There is about the same amount of material in the purple band that runs across the base of the graph for each geographic zone so we took that amount of variation to be the amount of primordial diversity.

Why Bring All This Up? 

As I mentioned, last summer Steve Schaffner published his review of the human origins problem at BioLogos. Schaffner has a way, he thinks, to disprove our models. He thinks the genetic signal in our genome is due to common descent, not intentional design. He has noticed that the figure above from our paper indicates where we think the band of primordial diversity lies. By his calculations, roughly 50 percent of all alleles at the .25 frequency will be from that original primordial diversity and should be ancient. All the others should be young. The mutations at the .25 mark and above he calls high frequency. The mutations at the left side of the spectrum are young, recent, and low frequency. 

So, he asks this question: If we came from a single couple with primordial diversity at the beginning, why does the mutational profile look the same, whether it comes from low frequency or high frequency mutations?

Good Question

See here for a graphic from Schaffner’s article. The way he generates these graphs is to look at positions on the chromosome that are biallelic, and then to identify the kind of mutation that must have taken place, assuming the chimp allele at that position is ancestral. He then sums the number of each kind of mutation he found in each region of the allele frequency spectrum.

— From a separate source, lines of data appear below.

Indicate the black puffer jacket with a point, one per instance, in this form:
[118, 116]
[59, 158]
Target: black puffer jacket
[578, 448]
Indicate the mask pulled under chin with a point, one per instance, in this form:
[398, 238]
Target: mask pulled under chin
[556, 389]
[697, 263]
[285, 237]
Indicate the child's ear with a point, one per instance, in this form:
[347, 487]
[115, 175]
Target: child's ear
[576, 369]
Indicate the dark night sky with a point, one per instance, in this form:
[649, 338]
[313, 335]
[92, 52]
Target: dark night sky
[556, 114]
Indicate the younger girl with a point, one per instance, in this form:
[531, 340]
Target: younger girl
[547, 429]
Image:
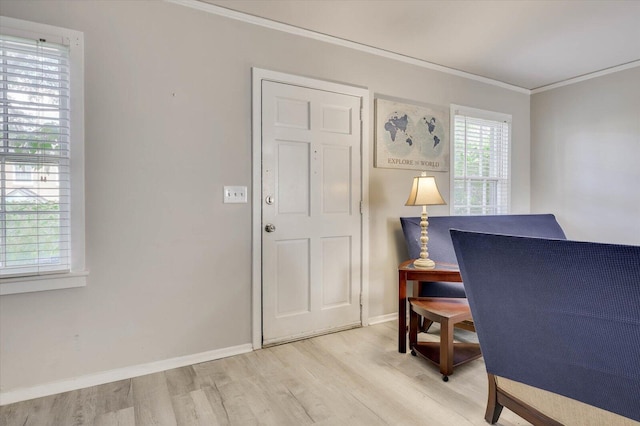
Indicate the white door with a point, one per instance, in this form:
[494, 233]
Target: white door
[311, 193]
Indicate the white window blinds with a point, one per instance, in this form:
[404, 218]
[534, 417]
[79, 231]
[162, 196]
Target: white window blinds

The pattern he sees is always the same across humans, apes, and all mammals he has reported. There are biochemical reasons for the particular pattern of mutations we observe — mutational biases, error correction biases, chemical transformations of particular nucleotides, and relative stability of base pairing. The main reason he shows this pattern is to indicate that mutations drive our genetic history, not primordial mutations. This analysis was done using the 1000 Genomes Project data, which of course represents a mixture of old and new mutations, and a large population size. 

What he did not report was how fast primordial alleles can change their allele frequencies in a small rapidly expanding population — very quickly — and how quickly they will be affected by the kinds of mutational conversions I mentioned above. We did not model mutational bias in our paper, as it was not central to our main point — that it is mathematically possible that we could have come from a first pair. The data he used was for modern humans, which he assumes came by common descent, and did not start from two. 

We actually don’t know whether there was any initial heterozygosity in a (proposed) first pair, but if there was, we don’t know how much or whether it had the same distinctive spectrum of mutational bias at the beginning. It could have. We assumed randomness for simplicity’s sake. 

It would be an interesting question if 500,000 years was enough time to give an imprint of CpG bias like the modern genome has.

We also pointed out that our model cannot distinguish between a first pair, or a very small bottleneck.

Of course, we cannot go back 500,000 years ago and sample the genomes then. I don’t think we can sequence DNA that old yet. (45,000 years old, yes.) But I do not think a signal of the primordial alleles could be detected from such samples. Too much time has passed, and perhaps too many bottlenecks, and DNA degradation.

C to G transitions vastly outnumber any other kind of mutation. The fact that the pattern persists he takes as evidence of common descent. I take it as evidence of the strength of the mutational bias. We know that there are functional reasons for CpG islands. It is always a mistake to assume what is ancestral when that is what is being argued!

The modern genome of all mammals has this pattern. I think it more likely there is a strong drive in the mutational bias’s direction, or favored protection, but he could be right — it could be a signal of common descent. And a question for Steve to ponder — how did so many different mammalian body plans manage to arise using mainly CpG and not perturbing this pattern? If the pockmarks on the moon showed this kind of specific array surrounding each crater, we would think someone was using the moon for target practice.